Tim, maybe the difference between gluttonous consumption and zombie consumption lies betwween two ideas: whether the commodity being consumed is absolutely necessary, or our state of mind when we consume teh product.
Like your example of food and air. We gluttonously consume those two commodities because we need it for our survival. Or maybe we consume more than what we absolutely need for our survival.
Zombie consumption could be the consumption of products that we don’t necessarily need for survival, or maybe how our brains think we need it…like your Walmart example… The shoppers thinking ‘OMG OMG OMG I NEED THAT TICKLE ME ELMO TOY OR ELSE!’ could be a zombie commodity–the mass of shoppers movng as one, with only the commodity on their mind?
YAY 10th blog post!
Besides the employee being killed, a woman had a miscarriage because she was trampled by a stampede of people. Talk about acting inhumane and zombie-like. I absolutley agree with this being called a “zombie day” because the crowds are literally hypnotized by dropped prices.

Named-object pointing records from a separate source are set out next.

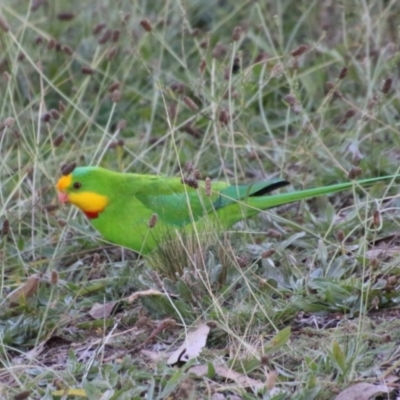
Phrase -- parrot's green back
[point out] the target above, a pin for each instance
(132, 200)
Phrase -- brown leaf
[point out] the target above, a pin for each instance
(149, 292)
(192, 346)
(101, 311)
(28, 289)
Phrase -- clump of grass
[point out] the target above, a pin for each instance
(243, 91)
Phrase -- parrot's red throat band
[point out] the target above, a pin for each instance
(92, 214)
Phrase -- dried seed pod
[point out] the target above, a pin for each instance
(340, 236)
(300, 50)
(267, 253)
(98, 28)
(293, 103)
(343, 73)
(115, 35)
(236, 65)
(121, 125)
(190, 181)
(58, 140)
(67, 50)
(3, 24)
(65, 16)
(191, 130)
(177, 87)
(105, 36)
(51, 207)
(87, 70)
(273, 233)
(190, 103)
(355, 172)
(386, 85)
(54, 114)
(46, 117)
(224, 117)
(376, 220)
(219, 51)
(202, 66)
(207, 188)
(153, 221)
(7, 123)
(146, 25)
(237, 33)
(116, 96)
(66, 169)
(112, 53)
(51, 44)
(61, 106)
(54, 278)
(6, 227)
(113, 86)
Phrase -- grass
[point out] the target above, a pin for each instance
(303, 298)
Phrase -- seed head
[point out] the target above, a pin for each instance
(300, 50)
(146, 25)
(153, 221)
(66, 169)
(355, 172)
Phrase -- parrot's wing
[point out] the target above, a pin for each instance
(179, 204)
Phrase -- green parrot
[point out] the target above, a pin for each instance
(136, 211)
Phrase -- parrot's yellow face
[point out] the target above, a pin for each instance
(71, 190)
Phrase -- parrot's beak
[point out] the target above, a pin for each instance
(63, 197)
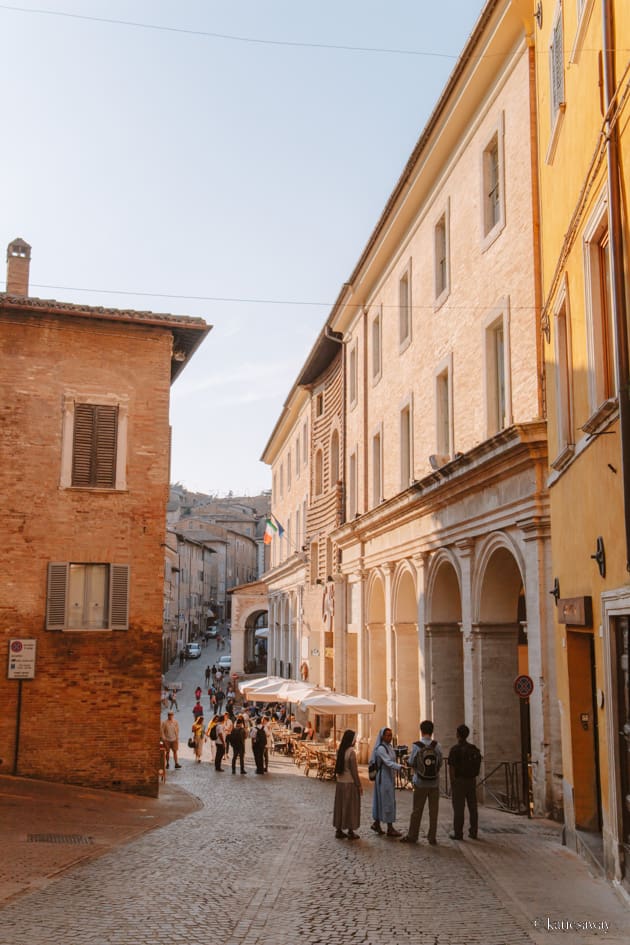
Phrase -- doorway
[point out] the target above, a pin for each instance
(584, 732)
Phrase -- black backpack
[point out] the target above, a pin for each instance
(427, 760)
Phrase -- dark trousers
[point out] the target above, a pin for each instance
(420, 796)
(219, 755)
(464, 791)
(238, 751)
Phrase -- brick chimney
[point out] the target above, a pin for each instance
(18, 264)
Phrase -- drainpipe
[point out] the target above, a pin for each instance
(617, 278)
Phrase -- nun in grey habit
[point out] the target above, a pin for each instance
(384, 797)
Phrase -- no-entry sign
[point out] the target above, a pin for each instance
(21, 659)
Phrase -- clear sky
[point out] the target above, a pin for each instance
(236, 177)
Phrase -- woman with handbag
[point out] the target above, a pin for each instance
(198, 736)
(384, 797)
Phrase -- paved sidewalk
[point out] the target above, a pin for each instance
(87, 867)
(47, 828)
(272, 841)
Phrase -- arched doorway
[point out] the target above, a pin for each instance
(500, 656)
(405, 669)
(255, 642)
(444, 650)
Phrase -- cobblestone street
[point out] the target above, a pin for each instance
(258, 864)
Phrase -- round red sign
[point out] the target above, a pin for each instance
(523, 686)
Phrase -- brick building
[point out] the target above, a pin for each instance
(84, 476)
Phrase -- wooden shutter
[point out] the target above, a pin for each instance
(94, 445)
(56, 596)
(119, 597)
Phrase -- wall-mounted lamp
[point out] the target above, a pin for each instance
(600, 556)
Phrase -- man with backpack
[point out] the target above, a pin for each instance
(425, 761)
(464, 761)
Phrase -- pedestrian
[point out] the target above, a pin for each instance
(228, 725)
(384, 797)
(348, 790)
(169, 732)
(211, 735)
(197, 709)
(464, 762)
(198, 731)
(426, 761)
(259, 743)
(219, 745)
(237, 740)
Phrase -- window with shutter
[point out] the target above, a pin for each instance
(87, 596)
(94, 445)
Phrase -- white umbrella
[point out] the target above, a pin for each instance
(337, 703)
(279, 690)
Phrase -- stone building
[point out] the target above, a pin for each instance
(584, 161)
(85, 441)
(305, 452)
(440, 561)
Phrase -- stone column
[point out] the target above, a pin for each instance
(472, 687)
(421, 562)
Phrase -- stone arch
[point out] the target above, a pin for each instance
(500, 654)
(444, 648)
(375, 648)
(405, 665)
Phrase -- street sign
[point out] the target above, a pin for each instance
(21, 659)
(523, 686)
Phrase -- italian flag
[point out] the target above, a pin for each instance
(270, 531)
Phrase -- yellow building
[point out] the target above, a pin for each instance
(584, 162)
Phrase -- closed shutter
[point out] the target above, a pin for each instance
(94, 445)
(56, 596)
(119, 597)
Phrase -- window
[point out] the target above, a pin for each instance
(406, 462)
(444, 421)
(556, 66)
(87, 596)
(352, 486)
(564, 393)
(334, 458)
(441, 247)
(493, 196)
(377, 469)
(497, 373)
(352, 378)
(376, 346)
(319, 472)
(94, 442)
(404, 308)
(599, 310)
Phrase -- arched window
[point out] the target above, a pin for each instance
(319, 472)
(334, 458)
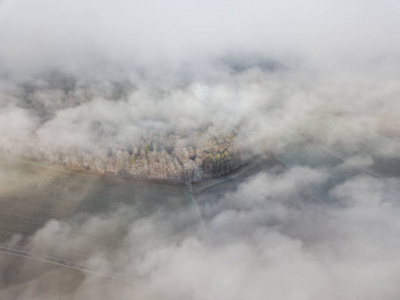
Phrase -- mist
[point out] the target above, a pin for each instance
(306, 94)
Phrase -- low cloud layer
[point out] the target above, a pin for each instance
(314, 85)
(265, 238)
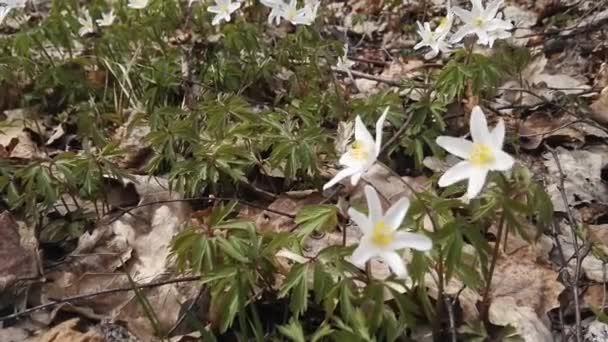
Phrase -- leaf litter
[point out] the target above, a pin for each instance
(527, 284)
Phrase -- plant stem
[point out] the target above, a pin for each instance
(485, 302)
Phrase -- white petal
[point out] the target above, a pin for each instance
(476, 182)
(464, 15)
(373, 204)
(456, 173)
(362, 221)
(498, 24)
(354, 179)
(432, 54)
(411, 240)
(362, 254)
(395, 214)
(457, 146)
(379, 127)
(502, 161)
(479, 127)
(461, 33)
(340, 175)
(362, 134)
(498, 135)
(234, 6)
(484, 38)
(420, 45)
(396, 264)
(493, 8)
(477, 7)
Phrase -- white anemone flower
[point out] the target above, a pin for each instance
(303, 16)
(482, 22)
(223, 9)
(276, 10)
(436, 40)
(361, 154)
(138, 4)
(87, 24)
(344, 63)
(481, 155)
(4, 12)
(380, 235)
(6, 6)
(107, 19)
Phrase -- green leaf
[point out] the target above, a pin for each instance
(293, 330)
(316, 218)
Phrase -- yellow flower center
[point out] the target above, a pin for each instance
(481, 155)
(382, 235)
(358, 150)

There was also a store that had its door break off because of the crowds. Reminds me of the crowds in Metropolis and the zombies in Night of the Living Dead.
I agree with Tim that not all consumption is zombie consumption and I also agree with Alex that we need to then ask ourselves if we zombie consumtion is over consumption of things we don’t need or over consumption of things we just think we need? I even feel like zombie consumption could also defined as the over consumption of necessities like— running water for example. Americans are such water wasters, as if you didn’t know that already. But think about it, it is a necessity… I mean we do need to hydrate ourselves with enough water to survive, but do we really need to take 20 minute showers? Sure they may feel good after a long, hard day, but are you going to die without it? We just think that we need it. We figure water is water, I can use up this much water because it will always be around. I mean, after all it is a natural resource, right? I know I am talking about two completely different uses of water, but the bottom line is I feel like we are also zombies because we over consume our necessities as well.
Over consumption makes us ignorant as well as wasteful it does not however make us zombies (and it may well suggest monstrosity in other forms). In Tim’s original post he suggested that the TV was the culprit of zobification of the American public not the act of consumption. Personally I don’t believe that line of zombification lies in necessity vs. want. I think it would be easier to say that motivation can create zombification. It is easy to give in to the dangers of ‘group think’, gluttony, or greed regardless if you are desperate for a new North Face or your weekly water ration.